Last Tuesday’s presidential debates have been scrutinized in microscopic detail. The Washington Post even published a front page story about each candidate’s body language. Yet none of the political pundits chastised President Obama for insulting one-in-five Americans. Not even the long-line of president-haters at Fox News.
What did the President say that was offensive?
“We have to…make sure that we’re keeping guns out of the hands of criminals, those who are mentally ill…”
A moment later he added:
“If we can get automatic weapons that kill folks in amazing numbers out of the hands of criminals and the mentally ill.”
Substitute any other group except “the mentally ill” into the President’s two sentences.
“If we can get automatic weapons that kill folks in amazing numbers out of the hands of criminals and the Hispanics – blacks — gays.” You can even substitute the word Republicans.
The President’s reference smeared a lot of innocent Americans.

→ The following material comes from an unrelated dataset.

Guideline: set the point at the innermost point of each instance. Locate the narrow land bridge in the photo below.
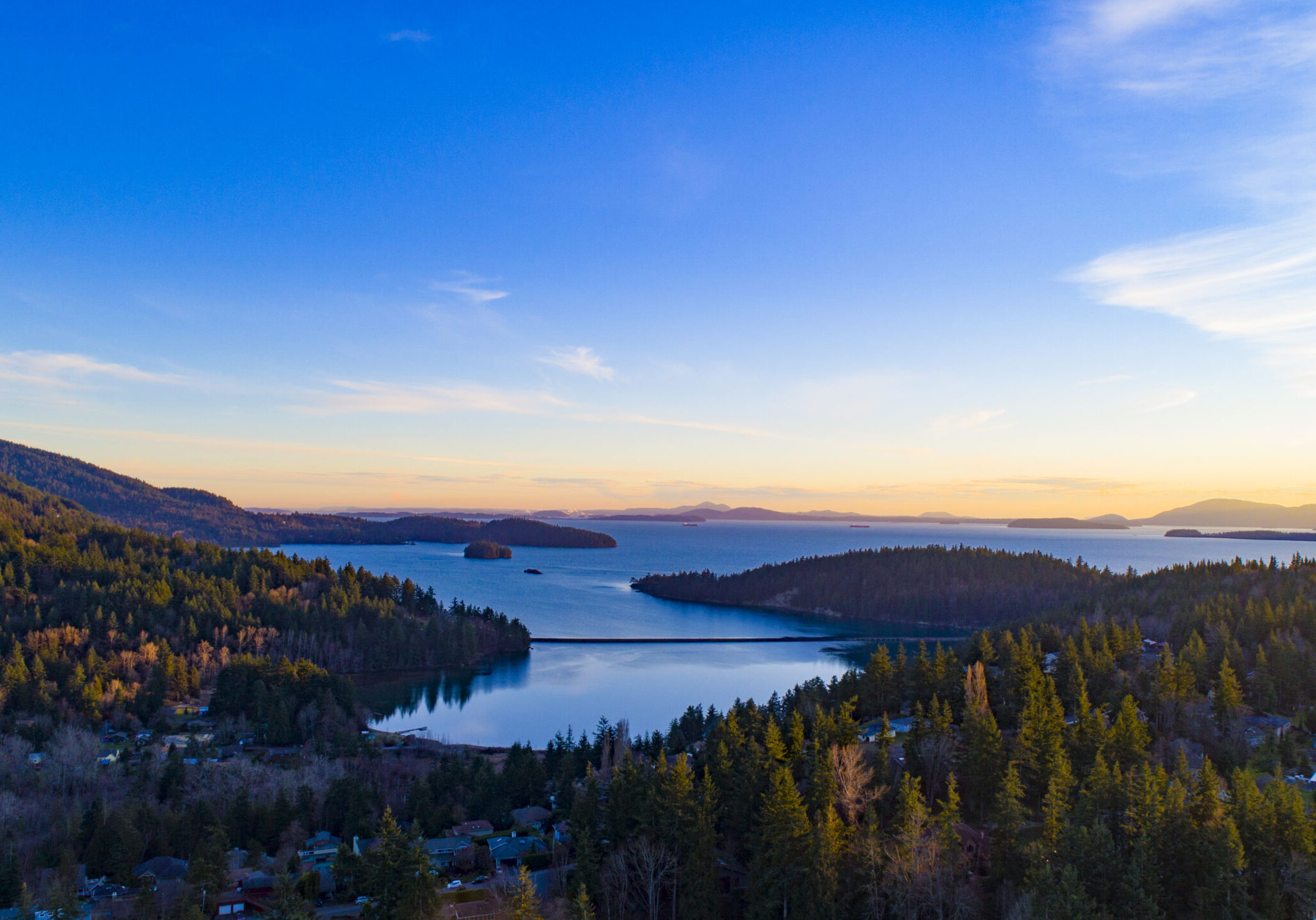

According to a recent study by the Substance Abuse and Mental Health Services Administration, 45.9 million American adults experience a mental illness during any given year. Does President Obama believe these 45.9 million Americans pose an immediate threat to society?
Before my complaint is dismissed as nit-picking political correctness run amok, consider this: my adult son is one of those Americans. He has a severe mental disorder. I have witnessed first-hand how he has been stigmatized because of his diagnosis. He has been barred from certain jobs and turned away from employment opportunities, for which, he was well-qualified. Friends have distanced themselves from him. People whisper behind his back. Housing is tougher for him to find. Health insurance companies are wary. All because he developed a mood disorder during his twenties that psychiatrists’ claim is a biologically and genetically based illness that clearly is not his fault.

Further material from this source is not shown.